19.9.25

À Bélgica que há em nós

Björk, “Bachelorette”, in https://www.youtube.com/watch?v=JNJv-Ebi67I

Em vez de nos atirarmos para o fosso à espera que venham os crocodilos, por que não desamarrar as mordaças que nos colocam na tangente da idade medieval? 

Em vez de nos consumirmos como desiguais, por que não exaltamos o mínimo denominador para esconjurar os fantasmas que inventámos para nos sobressaltar?

Em vez de cairmos verticalmente em trevas ao acaso, por que não acendermos a candeia que em nós derrama uma luz resplandecente para anuirmos no melhor que temos dentro de nós?

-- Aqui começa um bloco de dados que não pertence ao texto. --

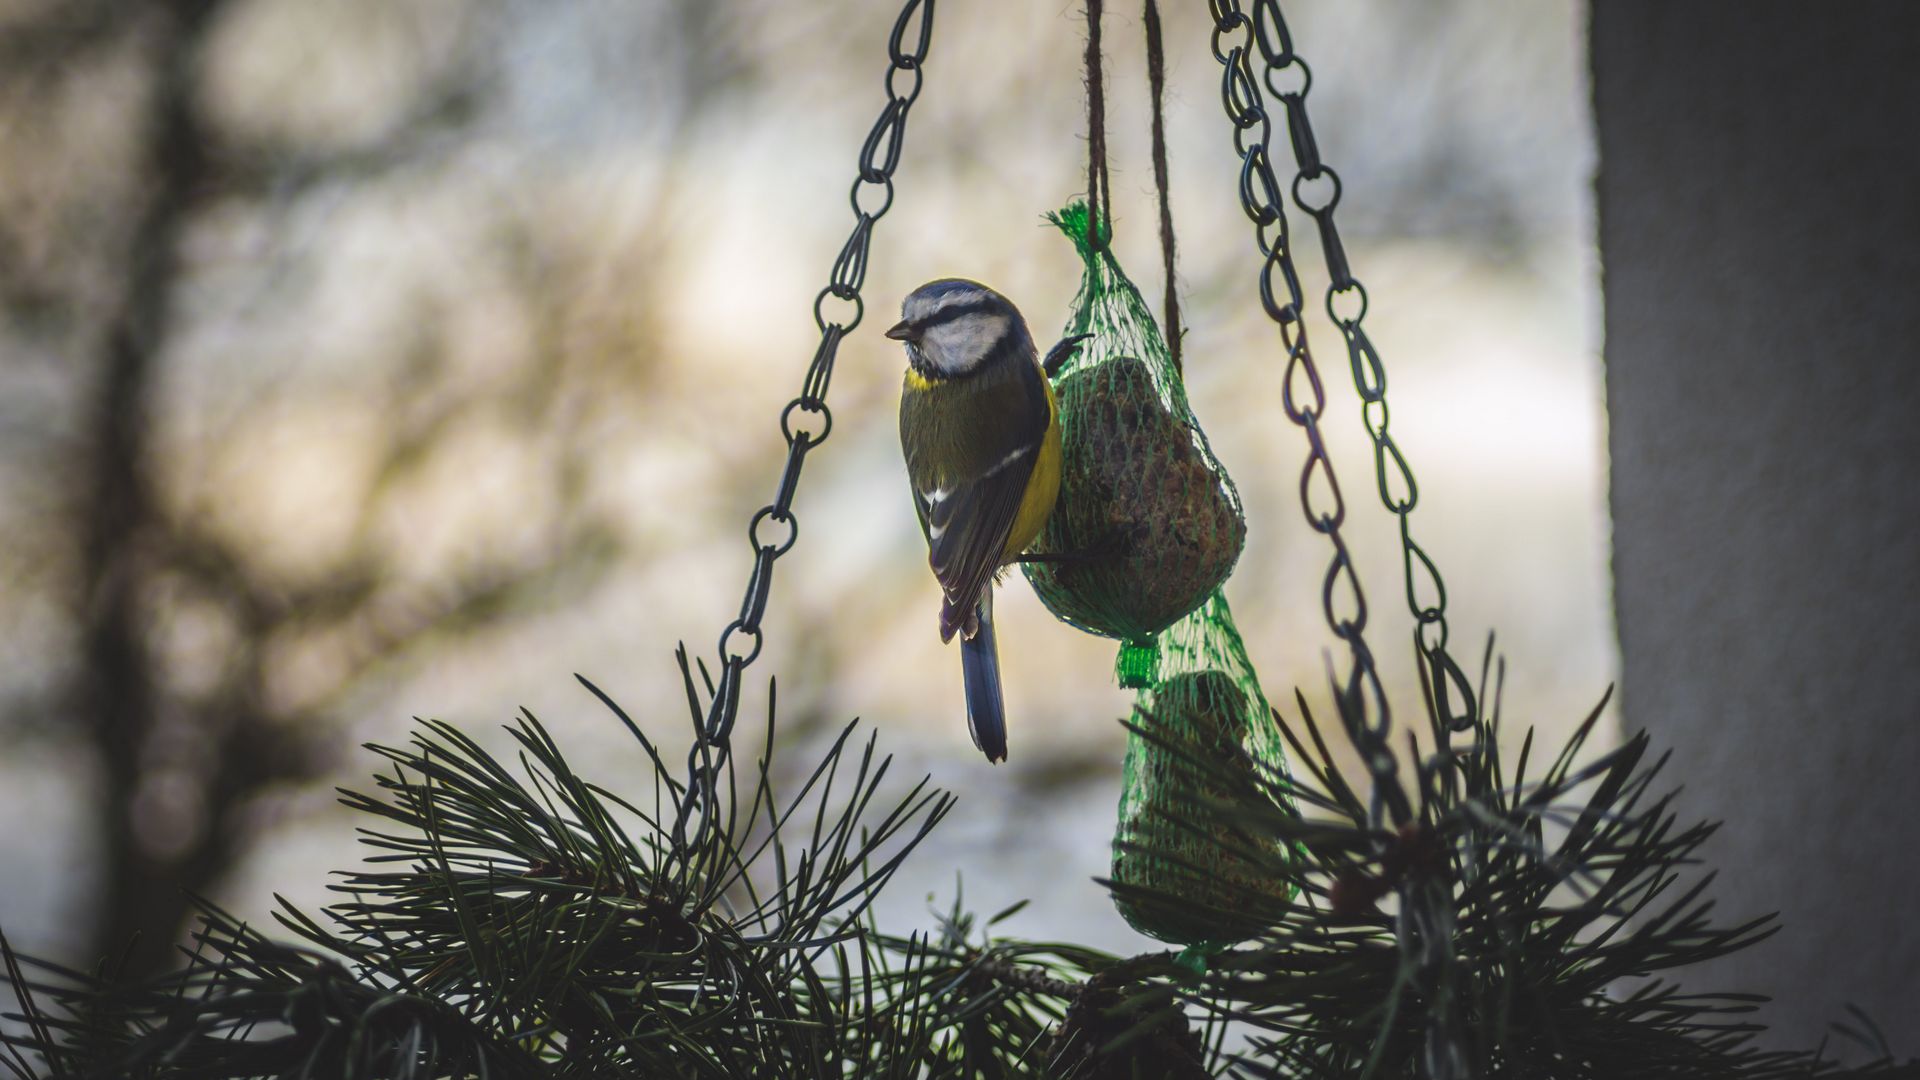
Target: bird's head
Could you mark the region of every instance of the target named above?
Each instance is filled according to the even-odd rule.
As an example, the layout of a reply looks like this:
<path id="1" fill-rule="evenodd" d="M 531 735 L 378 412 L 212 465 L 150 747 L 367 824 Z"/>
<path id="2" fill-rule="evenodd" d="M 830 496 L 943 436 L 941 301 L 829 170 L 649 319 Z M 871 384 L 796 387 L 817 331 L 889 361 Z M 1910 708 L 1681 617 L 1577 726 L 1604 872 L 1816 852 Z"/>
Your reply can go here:
<path id="1" fill-rule="evenodd" d="M 1033 356 L 1033 336 L 1011 301 L 977 281 L 942 278 L 907 294 L 887 336 L 929 378 L 957 379 Z"/>

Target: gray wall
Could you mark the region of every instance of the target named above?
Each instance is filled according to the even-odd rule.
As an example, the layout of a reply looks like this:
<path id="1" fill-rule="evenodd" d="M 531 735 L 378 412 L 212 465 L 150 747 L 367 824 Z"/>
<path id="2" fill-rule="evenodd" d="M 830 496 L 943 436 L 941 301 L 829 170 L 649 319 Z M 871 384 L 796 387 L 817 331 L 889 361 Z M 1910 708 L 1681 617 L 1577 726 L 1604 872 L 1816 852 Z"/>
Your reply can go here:
<path id="1" fill-rule="evenodd" d="M 1920 3 L 1591 29 L 1624 714 L 1785 923 L 1688 982 L 1920 1054 Z"/>

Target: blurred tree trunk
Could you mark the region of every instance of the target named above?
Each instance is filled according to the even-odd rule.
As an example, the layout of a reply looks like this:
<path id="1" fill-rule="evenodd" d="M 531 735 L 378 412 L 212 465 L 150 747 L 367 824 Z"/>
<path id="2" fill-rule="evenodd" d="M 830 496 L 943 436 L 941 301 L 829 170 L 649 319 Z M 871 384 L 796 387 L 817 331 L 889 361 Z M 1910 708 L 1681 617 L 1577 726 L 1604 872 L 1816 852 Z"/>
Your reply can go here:
<path id="1" fill-rule="evenodd" d="M 155 366 L 165 351 L 180 234 L 201 191 L 207 157 L 194 111 L 196 57 L 217 0 L 136 6 L 153 36 L 144 167 L 151 190 L 126 253 L 118 309 L 105 326 L 90 424 L 92 459 L 83 474 L 82 701 L 101 765 L 104 866 L 89 959 L 124 958 L 129 975 L 167 957 L 186 916 L 183 890 L 201 889 L 232 859 L 219 822 L 171 857 L 143 844 L 136 813 L 142 755 L 156 726 L 159 695 L 148 654 L 141 588 L 157 530 L 150 463 L 149 412 Z M 210 753 L 219 748 L 208 747 Z"/>

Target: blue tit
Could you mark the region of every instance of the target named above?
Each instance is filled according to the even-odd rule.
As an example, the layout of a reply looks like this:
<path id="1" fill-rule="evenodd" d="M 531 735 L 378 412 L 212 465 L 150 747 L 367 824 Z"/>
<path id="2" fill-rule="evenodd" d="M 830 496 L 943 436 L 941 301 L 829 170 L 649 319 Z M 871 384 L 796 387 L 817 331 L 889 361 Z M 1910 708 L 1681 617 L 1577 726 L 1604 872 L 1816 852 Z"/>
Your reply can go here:
<path id="1" fill-rule="evenodd" d="M 907 347 L 900 449 L 927 561 L 944 594 L 940 640 L 960 635 L 973 745 L 987 760 L 1005 761 L 993 584 L 1053 511 L 1059 406 L 1026 320 L 1006 297 L 979 282 L 944 278 L 908 294 L 900 314 L 887 331 Z M 1078 340 L 1062 347 L 1071 350 Z"/>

Em vez de escolhermos intrincados nós de marinheiro como sentença da decadência, por que não derrotar os derrotismos e vestir um rosto desimpedido?

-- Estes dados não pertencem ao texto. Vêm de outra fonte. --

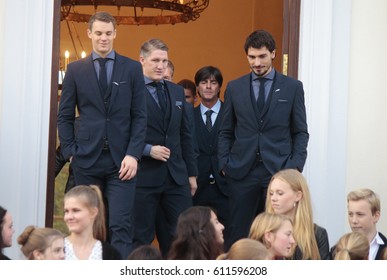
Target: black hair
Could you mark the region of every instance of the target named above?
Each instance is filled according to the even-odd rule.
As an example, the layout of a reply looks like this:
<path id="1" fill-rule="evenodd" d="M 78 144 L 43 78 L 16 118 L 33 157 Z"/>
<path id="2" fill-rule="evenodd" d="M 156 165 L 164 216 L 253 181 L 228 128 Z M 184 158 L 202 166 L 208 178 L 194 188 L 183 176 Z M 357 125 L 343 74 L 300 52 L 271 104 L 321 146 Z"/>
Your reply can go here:
<path id="1" fill-rule="evenodd" d="M 219 87 L 223 84 L 223 76 L 222 72 L 214 66 L 205 66 L 200 68 L 196 74 L 195 74 L 195 84 L 196 86 L 199 85 L 201 81 L 210 79 L 211 77 L 214 77 L 215 80 L 218 82 Z"/>
<path id="2" fill-rule="evenodd" d="M 260 49 L 262 47 L 266 47 L 269 52 L 276 49 L 273 36 L 266 30 L 256 30 L 246 38 L 244 46 L 246 54 L 249 48 Z"/>
<path id="3" fill-rule="evenodd" d="M 3 226 L 5 214 L 7 214 L 7 210 L 0 206 L 0 260 L 5 259 L 5 256 L 3 255 L 3 248 L 5 247 L 3 240 Z"/>

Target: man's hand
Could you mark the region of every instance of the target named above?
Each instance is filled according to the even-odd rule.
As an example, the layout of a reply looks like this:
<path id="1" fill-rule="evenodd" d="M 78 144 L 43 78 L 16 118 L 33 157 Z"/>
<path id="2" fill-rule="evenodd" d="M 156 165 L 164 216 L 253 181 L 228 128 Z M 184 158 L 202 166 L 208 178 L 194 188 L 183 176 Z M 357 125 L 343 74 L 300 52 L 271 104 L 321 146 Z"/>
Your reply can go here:
<path id="1" fill-rule="evenodd" d="M 191 186 L 191 195 L 194 196 L 194 194 L 196 193 L 196 190 L 198 189 L 198 183 L 196 182 L 196 177 L 195 176 L 188 177 L 188 180 Z"/>
<path id="2" fill-rule="evenodd" d="M 167 161 L 171 155 L 171 150 L 164 146 L 152 146 L 150 156 L 154 159 Z"/>
<path id="3" fill-rule="evenodd" d="M 122 181 L 130 180 L 137 174 L 137 159 L 126 155 L 121 162 L 120 171 L 118 171 L 119 178 Z"/>

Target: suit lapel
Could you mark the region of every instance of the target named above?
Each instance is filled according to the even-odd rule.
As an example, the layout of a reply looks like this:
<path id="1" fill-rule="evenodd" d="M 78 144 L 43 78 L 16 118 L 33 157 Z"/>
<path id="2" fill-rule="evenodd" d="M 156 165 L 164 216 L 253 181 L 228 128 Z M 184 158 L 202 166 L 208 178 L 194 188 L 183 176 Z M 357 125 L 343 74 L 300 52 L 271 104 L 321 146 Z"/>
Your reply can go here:
<path id="1" fill-rule="evenodd" d="M 112 80 L 110 81 L 111 96 L 110 96 L 110 102 L 109 102 L 109 110 L 111 109 L 112 104 L 117 97 L 117 94 L 119 91 L 119 83 L 122 82 L 122 75 L 124 73 L 124 64 L 125 64 L 125 61 L 122 59 L 122 57 L 119 54 L 116 53 Z M 126 81 L 126 82 L 129 83 L 129 81 Z"/>
<path id="2" fill-rule="evenodd" d="M 268 119 L 268 117 L 273 114 L 275 111 L 275 107 L 277 106 L 278 102 L 278 96 L 281 94 L 281 90 L 284 90 L 284 76 L 282 76 L 280 73 L 276 71 L 273 86 L 270 92 L 269 96 L 269 104 L 266 104 L 264 108 L 264 113 L 267 114 L 265 119 Z"/>
<path id="3" fill-rule="evenodd" d="M 172 93 L 172 87 L 168 87 L 167 83 L 165 83 L 165 88 L 166 88 L 166 94 L 168 95 L 169 98 L 167 98 L 167 102 L 169 102 L 169 111 L 170 111 L 170 121 L 168 122 L 167 124 L 167 130 L 169 130 L 169 128 L 171 127 L 171 123 L 176 119 L 176 110 L 175 110 L 175 106 L 176 106 L 176 96 L 177 94 L 175 93 Z M 181 104 L 180 106 L 181 108 L 183 107 L 183 104 Z M 165 116 L 168 116 L 168 104 L 167 104 L 167 113 L 165 114 Z M 164 117 L 165 118 L 165 117 Z"/>
<path id="4" fill-rule="evenodd" d="M 221 121 L 222 118 L 223 118 L 223 102 L 220 101 L 219 113 L 218 113 L 218 116 L 216 117 L 216 120 L 215 120 L 215 123 L 213 124 L 213 126 L 215 126 L 215 124 L 220 125 L 219 122 Z"/>

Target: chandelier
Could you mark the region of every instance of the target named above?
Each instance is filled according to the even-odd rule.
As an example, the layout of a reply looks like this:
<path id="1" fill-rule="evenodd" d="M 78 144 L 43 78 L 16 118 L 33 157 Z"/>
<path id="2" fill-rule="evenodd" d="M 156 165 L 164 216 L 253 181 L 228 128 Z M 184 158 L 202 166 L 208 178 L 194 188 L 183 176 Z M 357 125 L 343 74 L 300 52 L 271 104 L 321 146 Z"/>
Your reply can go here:
<path id="1" fill-rule="evenodd" d="M 158 25 L 195 21 L 210 0 L 62 0 L 61 20 L 88 22 L 97 9 L 110 12 L 122 25 Z M 94 7 L 94 11 L 90 10 Z"/>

Em vez de sermos presas fáceis de um pesar secular, por que não olhamos sem ser em vão para o tempo promitente?

Em vez de acusarmos quem se nos opõe, por que não juntamos as dissidências como critério de superação, nem que seja para atestarmos a maturidade em atraso?

Em vez de fingirmos mentiras exuberantes, por que não nos lançamos de caras aos desafios de que não podemos fugir?

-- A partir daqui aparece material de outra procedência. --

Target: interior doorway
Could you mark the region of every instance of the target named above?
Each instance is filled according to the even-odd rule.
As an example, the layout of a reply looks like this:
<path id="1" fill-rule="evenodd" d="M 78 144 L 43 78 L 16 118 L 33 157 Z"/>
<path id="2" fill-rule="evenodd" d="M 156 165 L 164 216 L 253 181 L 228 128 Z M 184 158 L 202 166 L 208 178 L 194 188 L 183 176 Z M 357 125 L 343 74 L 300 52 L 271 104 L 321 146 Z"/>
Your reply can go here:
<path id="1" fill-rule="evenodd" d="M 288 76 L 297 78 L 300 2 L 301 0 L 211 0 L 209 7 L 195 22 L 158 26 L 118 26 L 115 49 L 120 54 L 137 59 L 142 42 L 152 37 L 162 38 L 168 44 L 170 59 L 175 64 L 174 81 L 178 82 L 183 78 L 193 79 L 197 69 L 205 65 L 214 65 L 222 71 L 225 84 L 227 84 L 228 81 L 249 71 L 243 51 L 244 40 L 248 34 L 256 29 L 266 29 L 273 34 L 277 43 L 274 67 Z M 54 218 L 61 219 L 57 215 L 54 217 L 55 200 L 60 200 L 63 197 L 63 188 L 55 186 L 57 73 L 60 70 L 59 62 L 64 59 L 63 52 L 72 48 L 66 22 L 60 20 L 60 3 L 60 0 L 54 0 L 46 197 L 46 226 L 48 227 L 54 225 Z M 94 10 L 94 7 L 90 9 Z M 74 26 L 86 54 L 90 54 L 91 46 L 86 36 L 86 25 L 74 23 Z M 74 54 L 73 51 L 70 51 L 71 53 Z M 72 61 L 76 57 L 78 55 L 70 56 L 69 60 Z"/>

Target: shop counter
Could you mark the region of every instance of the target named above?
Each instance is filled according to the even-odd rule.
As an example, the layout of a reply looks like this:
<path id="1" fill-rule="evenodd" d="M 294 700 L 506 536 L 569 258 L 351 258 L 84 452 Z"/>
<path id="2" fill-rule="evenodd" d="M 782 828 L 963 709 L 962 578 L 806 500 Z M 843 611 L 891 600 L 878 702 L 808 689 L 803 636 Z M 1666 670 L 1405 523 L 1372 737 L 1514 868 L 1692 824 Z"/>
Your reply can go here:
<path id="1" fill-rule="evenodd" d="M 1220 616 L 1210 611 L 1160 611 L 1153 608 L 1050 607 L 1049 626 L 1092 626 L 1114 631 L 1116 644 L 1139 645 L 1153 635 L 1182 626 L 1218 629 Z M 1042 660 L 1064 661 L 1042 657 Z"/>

Em vez de sermos órfãos dos mares diletantes, por que não ocupamos as largas folhas de papel com poemas que sejam apenas poemas?

Em vez de jurarmos hinos e bandeiras depressa repudiados, por que não descobrimos os miradouros de onde podemos alcançar uma qualquer quimera (nem que seja irrelevante para os demais)?

Em vez de sufragarmos fratricidas diferenças, por que não as assumimos sem cultivar uma angústia tatuada?

Em vez de sermos vitimados pela perseguição apenas imaginada, por que não deixamos os outros serem quem querem ser?

Em vez de bolçarmos desconfiança metódica, por que não alijamos as cicatrizes para irmos ao futuro com a pele desimpedida?

Em vez de nos despenharmos nas coisas triviais, por que não inventamos um lugar que seja uma geografia familiar?

Em vez de sermos um adiamento consecutivo, por que não deixamos o tempo exercer o seu papel?

Em vez de sermos disfarces, por que não arrumamos as gavetas e deixamos a desordem ganhar a sua própria coerência?